To The Rescue: Cohort Survival Probability
A far more robust way to address this is to use survival probability. This allows us to base our longevity assumption, not on a fixed arbitrary age, but on an age which the individual or couple only has a 5% to 10% chance of living to. This means that we would use a different age for different clients, based on the age, sex and relationship status, but that age is anchored in a predefined survival probability. The implication is that, regardless of the client, we are always going to be planning for the tail end of the longevity risk. The goal is to make an assumption, based on data, while avoiding the illusion of precision.
To illustrate this in practice, I’ll use Timeline software, which uses the ONS cohort life table. This is different to the period life tables, because cohort projections take into account past and projected mortality improvements. For example, cohort life expectancy at age 65 years in 2014 would be worked out using the mortality rate for age 65 years in 2014, for age 66 years in 2015, for age 67 years in 2016 and so on. Your cohort life table result shows your chances of survival given your year of birth. It filters out the less relevant results of people who are younger or older than you.
As noted by the ONS, the cohort life table takes into account observed and projected improvements in mortality for the cohort throughout its lifetime. Cohort figures are therefore regarded as a more appropriate measure of how long a person of a given age would be expected to live than the alternative measure, known as period life expectancy, which is calculated using mortality rates for a fixed period in time.
John Doe is a 65-year-old single male in relative good health. As we are only planning for John, Timeline recognises that the life expectancy is 88, and defaults our longevity assumptions to age 99. This is the age that John only has a 10% chance of living to.
Joint Survival Probability
But imagine another scenario where John is married to Jan, who is 63. What should our longevity assumption be? Timeline recognises that the joint life expectancy (last death) is Jane’s 94th birthday (John’s 96th) and defaults our planning horizon to Jane’s 103rd birthday.
Accounting for these factors increases our planning horizon by six years; four years for the joint survival rate and two years for the age difference between the couple.
The implication is that we have different retirement timescales for different clients, but it’s all anchored on the 10% survival probability.
What’s more, retirement planning is not a one-off event. We have to update our planning horizon regularly.
As the client gets older, the chances of surviving to an older age increases. This means by anchoring our longevity assumption on the 10% survival probability, we are always going to be planning to an age that the client only has a one in 10 chance of surviving to. However, because we already started the retirement journey planning for the right tail using cohort data, there won’t be a drastic change in our time horizon from year to year.
Accounting for health and lifestyle etc
Of course, there are other factors that one could account for in making these assumptions: health and lifestyle, smoking status and post code. Technically, this is possible using the ONS data for low/high life expectancy variants for different regions. But we are danger of spurious accuracy here.

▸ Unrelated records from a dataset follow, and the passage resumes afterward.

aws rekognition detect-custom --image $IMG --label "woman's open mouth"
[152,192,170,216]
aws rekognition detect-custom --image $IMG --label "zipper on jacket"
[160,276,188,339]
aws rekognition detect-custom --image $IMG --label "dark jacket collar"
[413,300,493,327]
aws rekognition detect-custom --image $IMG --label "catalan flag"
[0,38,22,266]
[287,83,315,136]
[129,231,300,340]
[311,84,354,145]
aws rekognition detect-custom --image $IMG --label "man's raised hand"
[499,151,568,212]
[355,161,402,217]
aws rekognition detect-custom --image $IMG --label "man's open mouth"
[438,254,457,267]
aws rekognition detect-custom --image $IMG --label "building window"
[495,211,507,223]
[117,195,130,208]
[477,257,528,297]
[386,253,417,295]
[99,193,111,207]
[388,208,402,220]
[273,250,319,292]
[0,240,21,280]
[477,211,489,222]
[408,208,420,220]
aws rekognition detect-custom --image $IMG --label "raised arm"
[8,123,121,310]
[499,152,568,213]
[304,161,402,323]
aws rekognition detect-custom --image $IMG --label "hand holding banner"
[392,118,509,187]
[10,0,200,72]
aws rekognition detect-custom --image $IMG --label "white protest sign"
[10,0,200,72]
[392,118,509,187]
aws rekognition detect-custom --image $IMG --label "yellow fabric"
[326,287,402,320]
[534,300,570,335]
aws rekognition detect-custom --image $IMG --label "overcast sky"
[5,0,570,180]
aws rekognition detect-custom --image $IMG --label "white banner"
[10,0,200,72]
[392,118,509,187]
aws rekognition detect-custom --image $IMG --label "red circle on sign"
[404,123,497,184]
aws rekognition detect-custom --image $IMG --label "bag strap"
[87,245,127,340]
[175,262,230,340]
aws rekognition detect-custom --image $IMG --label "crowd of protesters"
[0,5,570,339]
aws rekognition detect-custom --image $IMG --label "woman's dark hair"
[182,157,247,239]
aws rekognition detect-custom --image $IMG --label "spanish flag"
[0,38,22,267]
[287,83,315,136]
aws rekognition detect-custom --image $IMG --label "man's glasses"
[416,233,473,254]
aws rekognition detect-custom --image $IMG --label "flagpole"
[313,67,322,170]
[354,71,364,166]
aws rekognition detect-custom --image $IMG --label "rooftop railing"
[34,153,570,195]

In a sense, these metrics are already baked into the survival probability for cohort life projections. Suppose we start with one hundred 65-year-old males; those likely to survive the age specified by the 10% cohort survival probability are the healthier, more educated and non-smoking members of the group. They are by definition, the members of the group who live longer.
The weakness of this approach is that it penalises those advised clients with shorter lifespans. Wouldn’t it be nice if we had a crystal ball? But alas, we are planners, not soothsayers.